Using dynamic DNS with iGet

The next time she is at a friend's house and needs to grab some files off of her Mac, she fires up iGet. She enters her new hostname into iGet's New Connection window and hits Connect:

iGet connecting to new hostname

As described above, this causes iGet to look up the address which "skiingisfun.no-ip.org" points to. This in turn causes a request to be sent to the DNS server, which has her Mac's latest address, and so iGet proceeds to connect to that IP address, and... boom! She's in, and can grab her latest Garage Band files for her friends to listen to.

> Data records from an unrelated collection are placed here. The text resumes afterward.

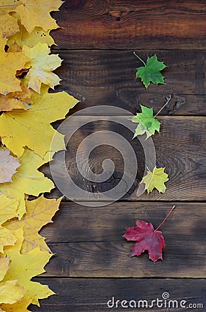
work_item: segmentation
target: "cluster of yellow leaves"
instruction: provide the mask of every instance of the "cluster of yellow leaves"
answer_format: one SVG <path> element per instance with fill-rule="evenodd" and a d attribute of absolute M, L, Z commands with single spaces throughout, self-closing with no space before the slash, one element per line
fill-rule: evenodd
<path fill-rule="evenodd" d="M 50 125 L 77 101 L 49 93 L 60 82 L 61 65 L 50 53 L 51 11 L 61 0 L 0 0 L 0 311 L 28 311 L 54 293 L 31 279 L 45 272 L 52 252 L 39 234 L 53 222 L 62 198 L 39 196 L 54 187 L 38 168 L 65 149 Z M 51 142 L 53 149 L 51 150 Z"/>

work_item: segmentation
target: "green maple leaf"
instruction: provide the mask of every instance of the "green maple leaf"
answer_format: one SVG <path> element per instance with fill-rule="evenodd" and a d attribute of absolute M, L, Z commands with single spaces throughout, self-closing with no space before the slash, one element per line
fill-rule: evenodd
<path fill-rule="evenodd" d="M 165 168 L 154 167 L 153 171 L 147 171 L 147 175 L 143 177 L 141 183 L 145 184 L 144 189 L 147 190 L 147 193 L 151 192 L 153 189 L 156 189 L 159 193 L 165 193 L 166 187 L 165 183 L 168 181 L 168 175 L 164 172 Z"/>
<path fill-rule="evenodd" d="M 141 60 L 135 53 L 134 54 Z M 148 88 L 150 83 L 153 83 L 155 85 L 158 85 L 158 83 L 165 85 L 164 76 L 160 73 L 160 71 L 164 69 L 166 65 L 163 62 L 159 62 L 158 60 L 156 55 L 151 56 L 151 58 L 148 57 L 147 64 L 142 60 L 141 61 L 144 63 L 144 66 L 136 69 L 138 69 L 136 78 L 141 78 L 146 89 Z"/>
<path fill-rule="evenodd" d="M 135 129 L 133 138 L 144 133 L 147 135 L 147 139 L 154 135 L 155 131 L 160 132 L 160 123 L 153 116 L 153 109 L 141 105 L 142 112 L 138 113 L 131 119 L 131 121 L 138 123 Z"/>

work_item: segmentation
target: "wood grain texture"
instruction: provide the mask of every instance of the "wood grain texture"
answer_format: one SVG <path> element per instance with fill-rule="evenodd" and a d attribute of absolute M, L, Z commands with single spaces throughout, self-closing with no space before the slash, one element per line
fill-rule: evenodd
<path fill-rule="evenodd" d="M 117 186 L 122 178 L 124 171 L 126 172 L 126 177 L 122 180 L 125 181 L 125 185 L 127 185 L 132 179 L 133 171 L 136 170 L 135 163 L 129 160 L 130 155 L 132 155 L 132 152 L 134 151 L 138 166 L 136 178 L 134 176 L 130 188 L 127 189 L 124 186 L 120 191 L 118 191 L 122 194 L 120 199 L 122 198 L 122 199 L 133 200 L 205 200 L 205 117 L 158 117 L 158 120 L 161 123 L 160 132 L 160 135 L 156 134 L 153 137 L 153 141 L 156 149 L 157 166 L 158 168 L 165 166 L 165 171 L 169 175 L 169 180 L 166 184 L 167 189 L 165 193 L 159 193 L 154 190 L 149 196 L 147 196 L 144 192 L 138 197 L 136 196 L 136 190 L 143 177 L 145 170 L 144 152 L 139 139 L 136 138 L 132 140 L 132 132 L 122 125 L 124 122 L 134 129 L 136 124 L 131 123 L 129 120 L 128 116 L 104 116 L 106 120 L 98 120 L 102 118 L 103 117 L 73 116 L 68 119 L 68 122 L 66 123 L 63 132 L 62 131 L 66 136 L 70 133 L 73 133 L 73 135 L 69 139 L 67 145 L 66 170 L 62 169 L 61 162 L 57 160 L 55 162 L 57 166 L 57 168 L 55 168 L 56 181 L 59 181 L 59 185 L 60 184 L 64 187 L 64 182 L 67 181 L 69 175 L 79 187 L 79 191 L 74 199 L 82 201 L 101 200 L 98 193 L 105 192 Z M 91 120 L 95 120 L 95 121 L 90 122 Z M 113 122 L 114 120 L 115 122 Z M 81 126 L 81 124 L 83 123 L 84 125 Z M 80 127 L 79 129 L 75 131 L 78 127 Z M 98 135 L 98 131 L 103 130 L 106 131 L 106 133 L 103 136 L 101 134 Z M 90 153 L 88 143 L 86 141 L 84 144 L 84 139 L 89 139 L 93 133 L 95 133 L 97 137 L 95 144 L 97 147 L 93 149 L 92 153 Z M 120 138 L 118 138 L 118 142 L 114 141 L 113 139 L 113 135 L 116 134 L 120 136 Z M 123 141 L 124 138 L 131 146 L 131 152 L 128 151 L 128 146 Z M 104 142 L 103 145 L 102 145 L 102 142 Z M 80 144 L 82 146 L 79 148 Z M 144 146 L 147 146 L 147 143 L 144 140 L 143 140 L 143 144 Z M 123 157 L 118 150 L 120 146 Z M 115 146 L 117 146 L 116 148 Z M 77 150 L 80 153 L 80 157 L 77 163 Z M 147 158 L 148 155 L 149 157 L 153 156 L 150 150 L 147 153 Z M 86 166 L 88 164 L 86 155 L 89 157 L 89 166 Z M 113 162 L 115 166 L 113 172 L 111 169 L 108 169 L 110 177 L 103 180 L 102 182 L 95 182 L 97 180 L 94 182 L 91 181 L 90 178 L 87 178 L 88 168 L 90 168 L 96 174 L 95 179 L 97 179 L 98 175 L 103 171 L 103 162 L 108 158 Z M 129 164 L 124 166 L 124 161 L 127 161 Z M 77 164 L 82 170 L 82 173 Z M 153 166 L 151 167 L 150 170 L 152 170 Z M 42 170 L 47 176 L 50 176 L 48 166 L 44 166 Z M 84 174 L 84 177 L 82 173 Z M 86 198 L 81 190 L 91 192 L 91 197 Z M 68 182 L 66 186 L 65 184 L 64 195 L 68 194 L 67 197 L 72 198 L 73 192 L 74 192 L 74 189 L 72 184 Z M 119 193 L 117 194 L 115 192 L 116 191 L 114 191 L 112 195 L 114 197 L 111 197 L 112 198 L 116 198 L 116 196 L 119 196 Z M 95 198 L 93 194 L 95 195 Z M 61 196 L 61 193 L 57 189 L 48 194 L 48 197 L 59 196 Z M 106 200 L 107 198 L 105 200 Z"/>
<path fill-rule="evenodd" d="M 205 48 L 204 1 L 66 0 L 53 16 L 63 49 Z"/>
<path fill-rule="evenodd" d="M 162 114 L 206 114 L 203 51 L 138 50 L 138 53 L 145 61 L 157 53 L 164 61 L 166 85 L 151 84 L 147 91 L 140 79 L 135 80 L 135 69 L 142 64 L 133 51 L 61 51 L 64 60 L 56 72 L 62 81 L 57 89 L 81 101 L 71 112 L 94 106 L 95 114 L 95 106 L 109 105 L 135 114 L 140 103 L 157 112 L 171 94 Z"/>
<path fill-rule="evenodd" d="M 36 279 L 35 279 L 36 280 Z M 133 311 L 134 309 L 109 309 L 107 302 L 112 297 L 116 300 L 148 300 L 162 299 L 164 292 L 168 292 L 170 299 L 187 301 L 190 304 L 206 304 L 205 280 L 201 279 L 38 279 L 42 284 L 49 284 L 59 293 L 41 301 L 41 309 L 31 306 L 33 312 L 99 312 L 116 309 Z M 78 291 L 77 291 L 78 290 Z M 153 309 L 160 311 L 154 306 Z M 161 310 L 164 310 L 161 309 Z M 142 311 L 145 309 L 137 309 Z M 173 312 L 184 312 L 185 309 L 170 309 Z M 190 309 L 191 310 L 191 309 Z M 166 310 L 165 310 L 166 311 Z M 192 310 L 191 310 L 192 311 Z M 195 310 L 193 310 L 195 311 Z M 203 311 L 203 309 L 196 309 Z"/>
<path fill-rule="evenodd" d="M 205 277 L 205 205 L 176 203 L 161 230 L 164 261 L 147 252 L 131 257 L 134 242 L 122 237 L 134 219 L 156 228 L 173 203 L 118 202 L 91 207 L 63 202 L 53 226 L 41 232 L 55 254 L 44 276 L 84 277 Z M 89 205 L 89 203 L 88 203 Z"/>

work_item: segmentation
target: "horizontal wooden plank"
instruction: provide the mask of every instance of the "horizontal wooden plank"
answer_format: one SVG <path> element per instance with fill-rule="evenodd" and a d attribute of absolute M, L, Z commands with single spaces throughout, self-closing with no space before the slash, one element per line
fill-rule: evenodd
<path fill-rule="evenodd" d="M 205 2 L 69 0 L 53 16 L 64 49 L 205 48 Z"/>
<path fill-rule="evenodd" d="M 205 279 L 44 278 L 38 279 L 38 281 L 42 284 L 48 284 L 58 295 L 41 300 L 41 308 L 31 306 L 30 309 L 33 312 L 39 311 L 53 312 L 54 306 L 55 311 L 58 312 L 105 311 L 109 310 L 107 302 L 112 300 L 113 297 L 115 301 L 127 300 L 129 305 L 131 300 L 136 301 L 138 304 L 138 302 L 142 300 L 148 300 L 148 304 L 151 305 L 152 300 L 157 300 L 157 298 L 160 300 L 162 300 L 164 293 L 169 293 L 169 300 L 177 300 L 178 306 L 174 302 L 174 309 L 172 305 L 169 306 L 169 310 L 174 312 L 185 311 L 186 308 L 180 306 L 182 300 L 187 302 L 182 302 L 182 305 L 185 304 L 187 308 L 189 304 L 194 304 L 190 306 L 193 307 L 197 307 L 195 306 L 197 304 L 203 304 L 203 306 L 206 304 Z M 167 294 L 164 295 L 165 297 L 165 296 Z M 166 307 L 169 306 L 169 300 L 167 300 Z M 157 301 L 153 302 L 152 309 L 166 311 L 165 306 L 165 309 L 160 308 L 161 303 L 162 302 L 159 302 L 159 306 L 157 306 Z M 109 304 L 110 309 L 112 310 L 113 300 L 112 302 L 109 302 Z M 131 302 L 131 306 L 134 303 Z M 172 304 L 172 302 L 170 304 Z M 127 304 L 126 302 L 124 302 L 125 304 Z M 139 304 L 140 308 L 138 309 L 138 311 L 143 311 L 142 303 L 140 302 Z M 116 309 L 115 306 L 114 307 L 117 311 L 134 311 L 133 308 L 129 308 L 129 306 L 128 309 L 121 307 L 120 302 L 118 306 L 118 309 Z M 190 310 L 191 311 L 191 309 Z M 196 309 L 196 311 L 203 311 L 203 309 Z"/>
<path fill-rule="evenodd" d="M 139 48 L 140 49 L 140 48 Z M 61 51 L 64 60 L 56 71 L 62 79 L 57 90 L 66 90 L 81 102 L 72 112 L 84 107 L 109 105 L 135 114 L 139 103 L 153 107 L 157 112 L 172 96 L 163 115 L 205 115 L 204 54 L 192 51 L 138 51 L 144 60 L 157 53 L 167 64 L 162 73 L 166 85 L 151 85 L 148 91 L 135 80 L 135 69 L 142 64 L 133 51 Z"/>
<path fill-rule="evenodd" d="M 205 204 L 176 203 L 162 226 L 166 247 L 156 265 L 147 252 L 131 257 L 133 242 L 122 237 L 134 219 L 156 228 L 172 203 L 117 202 L 91 207 L 62 203 L 41 235 L 55 254 L 46 276 L 78 277 L 205 277 Z"/>
<path fill-rule="evenodd" d="M 155 166 L 155 161 L 152 164 L 155 153 L 152 146 L 144 138 L 142 139 L 142 142 L 138 138 L 132 140 L 133 133 L 127 127 L 134 129 L 136 124 L 131 122 L 128 116 L 69 117 L 61 130 L 66 137 L 73 134 L 67 145 L 65 168 L 59 159 L 62 154 L 57 154 L 55 162 L 53 163 L 57 187 L 68 199 L 77 201 L 110 200 L 110 198 L 205 200 L 205 117 L 159 116 L 158 119 L 161 122 L 160 133 L 153 136 L 153 141 L 157 166 L 165 166 L 165 171 L 169 175 L 169 180 L 166 184 L 165 193 L 159 193 L 154 190 L 149 196 L 144 192 L 137 196 L 137 189 L 146 174 L 146 167 L 149 166 L 152 170 Z M 94 144 L 93 147 L 97 146 L 93 151 L 93 147 L 89 147 L 91 144 Z M 77 151 L 79 156 L 77 162 Z M 103 172 L 102 164 L 106 159 L 113 162 L 115 168 L 113 170 L 111 164 L 107 164 L 104 168 L 107 175 L 104 177 L 99 175 Z M 89 176 L 89 168 L 94 173 L 93 179 Z M 50 177 L 48 166 L 42 170 Z M 98 180 L 99 178 L 102 180 Z M 105 196 L 102 196 L 104 192 L 109 190 L 113 190 L 111 191 L 111 194 L 106 193 Z M 57 197 L 61 194 L 55 189 L 48 196 Z"/>

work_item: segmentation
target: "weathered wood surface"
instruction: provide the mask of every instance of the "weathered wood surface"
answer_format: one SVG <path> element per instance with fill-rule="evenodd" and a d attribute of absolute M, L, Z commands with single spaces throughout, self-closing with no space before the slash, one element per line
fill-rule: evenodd
<path fill-rule="evenodd" d="M 140 51 L 144 60 L 157 53 L 167 64 L 162 71 L 166 85 L 151 85 L 147 92 L 140 79 L 135 80 L 135 69 L 142 65 L 133 51 L 61 51 L 62 66 L 56 71 L 62 85 L 81 102 L 74 110 L 94 106 L 118 106 L 135 114 L 139 103 L 153 107 L 156 112 L 162 107 L 165 97 L 172 99 L 162 114 L 205 115 L 204 51 Z"/>
<path fill-rule="evenodd" d="M 89 179 L 86 180 L 82 177 L 77 167 L 76 154 L 82 141 L 96 131 L 107 130 L 120 134 L 124 137 L 131 144 L 138 159 L 138 170 L 136 179 L 134 180 L 132 187 L 127 192 L 124 193 L 124 190 L 122 191 L 122 198 L 132 199 L 133 200 L 205 200 L 205 117 L 158 117 L 158 120 L 161 122 L 161 130 L 159 135 L 157 134 L 153 137 L 156 153 L 156 164 L 158 168 L 166 167 L 165 171 L 169 175 L 169 180 L 167 182 L 167 189 L 165 193 L 159 193 L 154 190 L 149 196 L 144 192 L 141 196 L 136 196 L 135 190 L 139 187 L 145 170 L 144 150 L 139 139 L 136 138 L 132 140 L 133 132 L 122 125 L 121 123 L 126 120 L 128 124 L 131 124 L 133 128 L 136 127 L 136 125 L 128 121 L 128 116 L 113 116 L 112 118 L 104 116 L 104 118 L 108 120 L 102 121 L 97 120 L 95 122 L 89 123 L 91 120 L 93 120 L 92 118 L 97 119 L 99 117 L 89 116 L 72 117 L 72 121 L 66 123 L 63 131 L 63 133 L 65 134 L 71 133 L 71 132 L 73 133 L 81 123 L 85 123 L 74 133 L 68 141 L 66 163 L 68 175 L 79 186 L 80 189 L 96 193 L 95 198 L 91 196 L 89 199 L 100 200 L 97 193 L 106 191 L 117 185 L 122 177 L 124 170 L 124 157 L 122 157 L 120 153 L 113 147 L 110 132 L 104 135 L 104 139 L 112 146 L 103 145 L 97 147 L 90 155 L 89 166 L 93 172 L 100 174 L 102 171 L 103 161 L 105 159 L 111 159 L 115 164 L 115 170 L 111 178 L 106 180 L 106 182 L 91 182 L 89 181 Z M 111 119 L 115 120 L 115 122 L 110 121 Z M 122 146 L 124 147 L 123 139 L 122 141 Z M 120 139 L 120 142 L 122 141 Z M 98 141 L 97 145 L 99 145 L 100 142 L 100 141 Z M 115 144 L 116 142 L 114 142 L 113 146 L 115 146 Z M 81 148 L 83 155 L 89 154 L 86 144 L 84 144 Z M 124 150 L 126 152 L 127 149 L 127 147 L 125 146 L 125 150 L 123 148 L 123 152 Z M 126 157 L 124 158 L 126 159 Z M 84 156 L 82 156 L 80 160 L 82 164 L 85 164 L 86 159 Z M 129 167 L 130 166 L 132 166 L 132 164 L 131 164 Z M 66 179 L 67 172 L 63 171 L 62 166 L 59 167 L 58 166 L 57 168 L 59 168 L 59 179 L 60 180 L 63 178 Z M 135 168 L 133 168 L 135 170 Z M 42 170 L 47 176 L 50 176 L 48 166 Z M 152 168 L 150 170 L 152 170 Z M 70 186 L 67 187 L 67 189 L 69 189 Z M 73 189 L 71 187 L 71 192 L 72 191 Z M 48 194 L 48 197 L 57 197 L 61 194 L 56 188 Z M 114 194 L 114 198 L 115 196 Z M 78 193 L 75 199 L 86 200 L 81 191 Z"/>
<path fill-rule="evenodd" d="M 61 49 L 204 49 L 205 1 L 68 0 L 55 17 Z"/>
<path fill-rule="evenodd" d="M 169 311 L 173 312 L 185 311 L 185 308 L 180 306 L 181 300 L 187 302 L 185 306 L 187 307 L 193 304 L 202 304 L 205 306 L 206 304 L 205 280 L 203 279 L 39 278 L 38 281 L 42 284 L 49 283 L 50 287 L 59 294 L 41 300 L 41 309 L 33 306 L 33 312 L 99 312 L 109 310 L 142 311 L 146 310 L 141 309 L 141 305 L 140 309 L 125 309 L 122 308 L 121 305 L 118 306 L 118 309 L 109 309 L 107 302 L 114 297 L 115 300 L 120 301 L 148 300 L 149 304 L 151 304 L 152 300 L 162 300 L 162 295 L 165 292 L 170 295 L 170 300 L 177 300 L 178 302 L 178 308 L 169 309 Z M 140 304 L 142 304 L 140 302 Z M 151 311 L 153 310 L 165 311 L 166 309 L 157 308 L 154 304 Z M 203 309 L 190 309 L 189 311 L 200 311 Z"/>
<path fill-rule="evenodd" d="M 100 173 L 103 160 L 111 158 L 116 177 L 104 185 L 82 179 L 75 153 L 94 131 L 120 132 L 133 147 L 140 165 L 133 187 L 123 198 L 127 201 L 103 207 L 61 204 L 55 223 L 41 231 L 55 255 L 38 278 L 59 295 L 42 300 L 41 309 L 32 311 L 98 312 L 109 309 L 106 304 L 113 295 L 120 300 L 151 300 L 164 292 L 171 299 L 203 303 L 205 309 L 205 15 L 203 0 L 66 0 L 60 12 L 53 13 L 64 27 L 53 32 L 59 44 L 54 50 L 64 60 L 56 71 L 63 79 L 57 90 L 81 101 L 70 112 L 79 111 L 77 124 L 78 119 L 86 121 L 98 114 L 96 107 L 102 105 L 127 110 L 127 118 L 140 111 L 140 103 L 153 107 L 156 113 L 165 97 L 172 95 L 158 117 L 160 134 L 153 137 L 157 165 L 166 166 L 169 181 L 165 194 L 154 191 L 136 198 L 144 157 L 138 139 L 131 141 L 131 131 L 108 120 L 77 131 L 68 145 L 66 162 L 80 187 L 97 193 L 118 182 L 124 170 L 120 153 L 104 146 L 91 154 L 91 168 Z M 135 68 L 142 64 L 133 51 L 144 60 L 156 53 L 165 62 L 165 85 L 151 85 L 146 91 L 135 80 Z M 89 107 L 93 109 L 88 114 L 81 113 Z M 50 175 L 48 167 L 43 170 Z M 56 189 L 47 195 L 61 193 Z M 84 199 L 79 194 L 79 200 Z M 176 208 L 162 227 L 164 261 L 154 265 L 147 253 L 131 257 L 133 243 L 122 237 L 125 228 L 135 225 L 133 218 L 157 227 L 174 204 Z"/>
<path fill-rule="evenodd" d="M 145 252 L 131 257 L 134 242 L 122 235 L 134 219 L 156 228 L 173 203 L 118 202 L 84 207 L 64 202 L 52 227 L 41 232 L 55 254 L 44 275 L 62 277 L 206 277 L 205 205 L 177 202 L 162 225 L 164 261 Z"/>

iGet logged in to new hostname

Things to note

  • In many cases, for various reasons, you cannot reliably test whether or not the dynamic DNS is working from the Mac it's supposed to be pointing to. You may need to test from a Mac outside your local network.
  • As of this writing (late 2006), no-ip.com's client software is not Universal Binary. Lame. Other providers may have Intel-native software if that bothers you.
  • Many, many iGet users use dynamic DNS, and most of them also use port-forwarding. In this case, if Lilia had many Macs, and was using an Airport base station or router, port forwarding would let her connect with iGet to "skiingisfun.no-ip.org:1111" to connect to her first home Mac, "skiingisfun.no-ip.org:2222" to her second Mac, and so on. Port forwarding is common and useful enough to iGet users that we have a whole Port Forwarding tutorial that you may wish to check out.
  • Stay in school, say no to drugs, and fight the power.